Still, investors are drawn to hedge funds. That includes supposedly savvy institutional investors that should know high fees erode returns over time. Perhaps they could be doing better with one of the exchange traded funds that aim to deliver hedge fund strategies to everyday investors, such as the IndexIQ Hedge Multi-Strategy ETF (NYSEArca: QAI).
QAI, the largest hedge fund strategy ETF, tries to reflect the risk-adjusted return characteristics of hedge funds through various hedge fund investment styles, such as long/short equity, global macro, market neutral, event driven, fixed-income arbitrage and emerging markets. [ETFs a Better way to Hedge Funds]
Obviously, what QAI does is critical information for prospective investors. So is what the fund does not do, meaning this is not one of the guru ETFs that track 13F filings from hedge fund legends, delivering a portfolio of hedge funds’ favorite stocks to regular investors.
QAI is tries to reflect the performance of a customized index that tracks the risk-adjusted return characteristics of hedge funds, writes Corey Hoffstein of Newfound Research for Forbes. The fund uses an ETF of ETFs approach as its marque holdings are other ETFs, including well-known products such as the Vanguard Total Bond Market ETF (NYSEArca: BND) and the PowerShares Senior Loan Portfolio (NYSEArca: BKLN). [Advantages of Alternative ETFs]
Between 2008 and 2014, the alternative mutual funds and ETFs space expanded from 482 products to 1,569, with assets growing to $309 billion from $42.6 billion. QAI is participating in that growth, having topped $1 billion in assets under management earlier this year as the ETF closes in on its sixth anniversary.

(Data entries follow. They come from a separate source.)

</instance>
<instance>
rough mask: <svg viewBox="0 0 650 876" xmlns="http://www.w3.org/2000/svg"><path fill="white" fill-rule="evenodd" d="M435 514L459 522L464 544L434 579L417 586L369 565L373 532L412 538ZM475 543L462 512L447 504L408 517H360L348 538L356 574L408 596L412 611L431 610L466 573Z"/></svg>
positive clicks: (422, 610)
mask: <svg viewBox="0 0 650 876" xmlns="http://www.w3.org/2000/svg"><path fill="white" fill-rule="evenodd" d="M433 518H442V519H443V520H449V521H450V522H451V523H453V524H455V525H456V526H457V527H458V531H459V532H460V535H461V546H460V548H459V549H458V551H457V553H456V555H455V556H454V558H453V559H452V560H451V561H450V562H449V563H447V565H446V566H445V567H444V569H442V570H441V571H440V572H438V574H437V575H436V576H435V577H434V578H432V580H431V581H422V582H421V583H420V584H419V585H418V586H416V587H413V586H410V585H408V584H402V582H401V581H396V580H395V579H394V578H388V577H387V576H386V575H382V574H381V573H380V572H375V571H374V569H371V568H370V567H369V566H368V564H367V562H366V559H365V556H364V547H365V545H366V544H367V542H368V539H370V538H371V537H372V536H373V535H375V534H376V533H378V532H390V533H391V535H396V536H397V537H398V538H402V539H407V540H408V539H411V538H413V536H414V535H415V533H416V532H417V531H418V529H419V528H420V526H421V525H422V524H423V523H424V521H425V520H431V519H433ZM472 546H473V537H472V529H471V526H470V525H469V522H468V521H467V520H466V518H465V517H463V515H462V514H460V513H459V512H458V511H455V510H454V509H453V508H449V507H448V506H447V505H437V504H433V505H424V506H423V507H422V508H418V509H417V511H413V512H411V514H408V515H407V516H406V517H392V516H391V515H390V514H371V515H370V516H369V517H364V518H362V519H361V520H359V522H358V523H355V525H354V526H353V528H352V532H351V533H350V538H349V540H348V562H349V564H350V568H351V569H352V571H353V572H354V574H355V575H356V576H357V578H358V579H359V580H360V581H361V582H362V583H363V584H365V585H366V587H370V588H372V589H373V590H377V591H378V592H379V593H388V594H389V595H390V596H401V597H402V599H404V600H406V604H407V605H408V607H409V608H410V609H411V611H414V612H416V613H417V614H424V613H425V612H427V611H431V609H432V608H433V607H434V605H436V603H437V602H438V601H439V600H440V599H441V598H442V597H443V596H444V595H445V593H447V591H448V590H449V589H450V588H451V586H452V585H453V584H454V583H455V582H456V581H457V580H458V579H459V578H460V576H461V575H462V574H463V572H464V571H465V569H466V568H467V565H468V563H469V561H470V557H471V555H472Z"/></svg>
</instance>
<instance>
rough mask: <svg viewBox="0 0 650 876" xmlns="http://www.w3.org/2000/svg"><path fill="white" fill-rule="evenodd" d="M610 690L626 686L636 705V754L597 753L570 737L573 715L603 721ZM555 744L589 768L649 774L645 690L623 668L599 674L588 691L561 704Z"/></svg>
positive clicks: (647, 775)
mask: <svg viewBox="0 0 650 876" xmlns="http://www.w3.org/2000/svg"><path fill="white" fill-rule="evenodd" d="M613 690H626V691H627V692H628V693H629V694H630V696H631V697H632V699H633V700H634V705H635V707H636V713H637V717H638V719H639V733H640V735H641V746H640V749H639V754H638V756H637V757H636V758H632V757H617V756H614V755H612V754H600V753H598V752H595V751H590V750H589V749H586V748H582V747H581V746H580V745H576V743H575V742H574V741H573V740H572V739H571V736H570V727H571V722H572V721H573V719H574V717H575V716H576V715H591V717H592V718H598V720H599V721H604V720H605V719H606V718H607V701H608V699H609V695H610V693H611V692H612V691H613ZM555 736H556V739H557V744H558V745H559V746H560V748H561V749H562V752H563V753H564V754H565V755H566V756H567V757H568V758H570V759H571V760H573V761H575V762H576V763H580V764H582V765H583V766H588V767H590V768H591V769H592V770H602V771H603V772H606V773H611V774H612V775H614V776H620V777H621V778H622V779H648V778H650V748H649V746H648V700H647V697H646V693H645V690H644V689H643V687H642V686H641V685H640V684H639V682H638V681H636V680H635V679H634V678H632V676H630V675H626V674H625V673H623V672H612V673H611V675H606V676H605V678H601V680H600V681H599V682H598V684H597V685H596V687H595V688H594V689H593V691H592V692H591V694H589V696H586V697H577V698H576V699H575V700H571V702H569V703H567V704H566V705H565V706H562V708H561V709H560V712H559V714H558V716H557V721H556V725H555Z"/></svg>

Due to the multitude of alternative investment strategies available, advisors and clients should take the time to understand the products before adding them into a diversified portfolio, especially as usage is on the rise. About 60% of advisors allocate between 6% and 20% of assets into these products, pointing to factors like diversification, low correlation, enhanced risk-adjusted profile, absolute returns, poor bond market outlook, investments that clients wouldn’t find themselves and enhanced yield, according to Morningstar.